Tocqueville’s passion for liberty and freedom was tempered by a fear that without the guidance and constraint imposed upon it by religion, democracy would have the power to kill souls and prepare citizens for servitude. Historian Daniel Boorstin and others have noted how technology has changed the nature of our reasoning and reshaped our discourse by moving us away from a public dialogue ruled by logic, debate, reflection, and typography to a visual and sensory one; emotionally charged and immediate.
Security and freedom have long been the watchwords of the American experience. Unfortunately we no longer rightly understand or address freedom’s noble intent. Today “freedom” means little more than providing each person the maximum number of choices from which one may select. Archbishop Chaput describes the results, “Short-term needs and wants begin to displace long-term reflection and planning. In effect, democracy becomes an expression of consumer preference.”
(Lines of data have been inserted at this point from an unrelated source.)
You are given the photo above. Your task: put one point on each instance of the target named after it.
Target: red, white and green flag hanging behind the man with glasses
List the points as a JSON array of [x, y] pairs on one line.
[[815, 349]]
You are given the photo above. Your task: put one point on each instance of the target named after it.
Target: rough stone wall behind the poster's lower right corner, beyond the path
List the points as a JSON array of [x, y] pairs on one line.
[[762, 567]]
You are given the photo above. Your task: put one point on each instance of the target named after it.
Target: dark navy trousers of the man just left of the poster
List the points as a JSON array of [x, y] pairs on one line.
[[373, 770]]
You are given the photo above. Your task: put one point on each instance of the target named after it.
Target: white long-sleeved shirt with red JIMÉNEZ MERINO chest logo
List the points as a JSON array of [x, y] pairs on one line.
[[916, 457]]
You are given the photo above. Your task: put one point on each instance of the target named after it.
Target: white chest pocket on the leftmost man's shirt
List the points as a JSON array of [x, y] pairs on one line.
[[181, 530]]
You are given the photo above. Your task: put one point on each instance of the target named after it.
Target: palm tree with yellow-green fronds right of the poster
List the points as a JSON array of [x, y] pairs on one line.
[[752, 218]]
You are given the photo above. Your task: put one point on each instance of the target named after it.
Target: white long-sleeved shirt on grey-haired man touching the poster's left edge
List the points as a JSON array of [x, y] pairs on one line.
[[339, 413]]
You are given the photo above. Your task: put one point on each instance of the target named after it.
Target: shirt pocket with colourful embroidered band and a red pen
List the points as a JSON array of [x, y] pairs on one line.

He believes that the precipitous decline in religious influence upon democracy in America can be attributed to the failure of his generation of parents, educators, and Church leaders to pass along our faith in a compelling way to the current generation, and finally,
“the real reason faith doesn’t matter to so many of our young adults and teens is that—too often—it didn’t really matter to us. Not enough to shape our lives. Not enough for us to suffer for it.
If we want to change the culture of a nation, we need to begin by taking a hard look at the thing we call our own faith. If we don’t radiate the love of God with passion and courage in the example of our daily lives, nobody else will—least of all the young people who see us most clearly and know us most intimately.”
[1] Alexis de Tocqueville, Democracy in America, 1835.
[2] Charles J. Chaput, O.F.M. Cap., Archbishop of Philadelphia, Strangers In A Strange Land, 2014 Erasmus Lecture, First Things, January 2015.